Lawton LJ added that "giving a contemnor an opportunity to apologise is one of the most important aspects of this summary procedure, which in many ways is Draconian". That is eminently sensible advice, though it would be wrong to assume that every apology amounts to a genuine expression of regret. Contemnors may be apologising for their conduct because they know that that may be the route to a shorter sentence.

13. On balance, we think that it was perhaps a little hasty for the judge to sentence the appellant there and then. This all happened in the morning. The judge could have put the case back until after lunch or the following morning, in order to give the appellant time to calm down and be brought back to the court building. That would also have provided Mr Rimmer with the opportunity to speak to him, and it would have afforded the appellant the chance to apologise if he chose to. It would also have enabled the judge to collect her thoughts, to hear whether there was any mitigation, and to spare her from any possible criticism that she had responded to the appellant's behaviour with a knee-jerk reaction. Most important of all, it might have resulted in her imposing a lesser sentence.

14. Having said all that, this was on any view shocking behaviour on the part of the appellant. Front line officers must be protected. The appellant took advantage of the fact that the officers initially with him in the dock were women. Moreover, he has an appalling history of lashing out at authority. He is only 23 years of age, and yet he has six previous convictions for assaulting police officers in the execution of their duty, and two more for resisting or wilfully obstructing police officers in the execution of their duty. The pre-sentence report on him spoke of his family sharing "anti-authority views", and it said the appellant's lifestyle had "characteristically been focused on drinking, the pub, fighting and clashing with authority and the police". Had the appellant's behaviour in the dock resulted in him being charged with offences of assault occasioning actual bodily harm instead of him being dealt with summarily for contempt, we think that even upon pleas of guilty he could have expected a sentence similar to the one he actually received, given the aggravating feature that his behaviour constituted a contempt of court as well. It is difficult to imagine a worse case of bad behaviour in court -- at any rate, behaviour which did not result in the contemnor facing really serious charges.
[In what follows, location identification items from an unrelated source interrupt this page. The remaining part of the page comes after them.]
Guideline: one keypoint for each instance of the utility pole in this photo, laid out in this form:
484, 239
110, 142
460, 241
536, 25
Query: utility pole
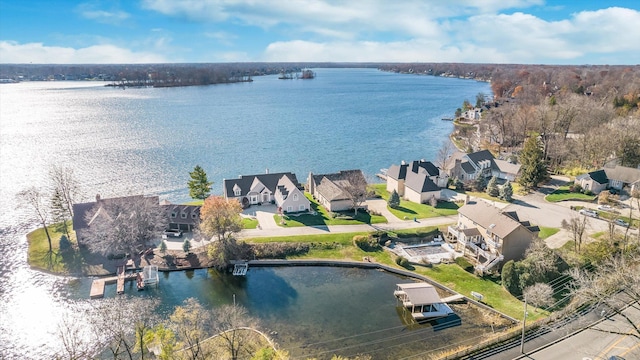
524, 323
15. However, we cannot exclude the possibility that if the appellant had been given an opportunity to apologise, he would have taken it, and that his apology would have been treated by the judge as a genuine expression of regret on his part. He has, after all, today apologised to the court through Mr Rimmer. Had he had the opportunity to do that, it may well be that the judge would have been persuaded to reduce the sentence which she would otherwise have imposed. We cannot say that it was wrong for the judge to have taken an additional two years' imprisonment as her starting point in the light of the appellant's behaviour. It was severe, but not in the circumstances inappropriate. But since the judge may well have been persuaded to impose a slightly shorter sentence had she heard Mr Rimmer in mitigation -- namely that the appellant's reaction had been the instinctive response of a man who was at a low point in his life and in the grip of alcohol dependence -- and had his apology been conveyed to the judge, we propose to reduce the appellant's sentence for his contempt of court by three months to one of 21 months' imprisonment. To that extent, this appeal is allowed, though it is to be noted that not only will the appellant serve only half of that sentence, but unlike the other sentences of imprisonment he receives, he will be entitled to be released unconditionally in respect of that sentence. That is the effect of section 258(2) of the Criminal Justice Act 2003.